As this situation unfolds, it’s essential to note that the European Commission has implemented new regulations as of October 29, introducing additional customs duties on battery electric vehicles imported from China. These surcharges, which stack on top of an existing 10% tax, can vary significantly based on the manufacturer, reaching up to 35%.

Winning Over Customers

In response to these challenges, Zeekr is doubling down on its efforts to capture market share in Europe. The Chinese automaker has expanded its workforce by one-third within the past year, invested heavily in artificial intelligence, and embraced cutting-edge technology. One notable advancement in their production line allows for the creation of a single part in under two minutes, a remarkable improvement from the previous five-hour assembly time.

‘Our goal is to swiftly penetrate the European market. We are already seeing a growing number of French visitors at our factory,’ states Chunli Zhao, Zeekr’s vice president. He confidently adds: ‘Regardless of the taxation challenges, our superior quality will help us win over consumers.’

Substantial Public Subsidies

The high-quality production of Zeekr vehicles aligns with the Chinese government’s aim to showcase its technological prowess over Western countries. Since 2009, Beijing has funneled billions of dollars into the electric vehicle sector, leading to criticisms from Brussels regarding unfair competition practices.

These substantial subsidies serve to artificially lower the prices of Chinese vehicles. For instance, the base model of a Zeekr is priced at approximately 19,300 euros in China, while the same model can cost over double that in Europe. The success of these Chinese manufacturers is deeply rooted in their expertise in battery production, which constitutes up to 70% of the total vehicle cost.

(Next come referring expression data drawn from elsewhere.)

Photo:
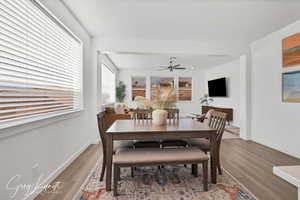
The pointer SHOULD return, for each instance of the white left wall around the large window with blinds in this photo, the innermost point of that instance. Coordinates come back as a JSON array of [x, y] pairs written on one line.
[[54, 142]]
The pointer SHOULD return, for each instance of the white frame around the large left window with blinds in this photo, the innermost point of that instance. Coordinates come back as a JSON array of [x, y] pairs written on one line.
[[19, 122]]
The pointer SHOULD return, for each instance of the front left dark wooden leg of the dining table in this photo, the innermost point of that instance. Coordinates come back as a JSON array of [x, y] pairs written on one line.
[[109, 151]]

Highly Monitored Battery Production

Recently, Zeekr established its own battery manufacturing facility, a closely guarded operation. The TF1 news team faced restrictions and could only gain limited access to certain stages of the production process. An anonymous employee shared their enthusiasm: ‘Once, we learned car manufacturing from the Germans. Now, it’s our turn to lead.’

Zeekr’s batteries are produced at an impressive speed, with 24 cells created per minute, requiring between 150 to 200 cells to assemble a complete battery. These batteries, known as lithium iron phosphate (LFP) batteries, are devoid of nickel or cobalt, making them a more eco-friendly option. An employee asserted, ‘Chinese batteries surpass foreign ones, particularly in their structural design.’

With an impressive range of up to 700 km on a single charge, Zeekr’s batteries stand among the most efficient options available. China currently dominates the global battery market, supplying nearly two-thirds of the world’s demand and solidifying its status as a leader in the electric vehicle industry.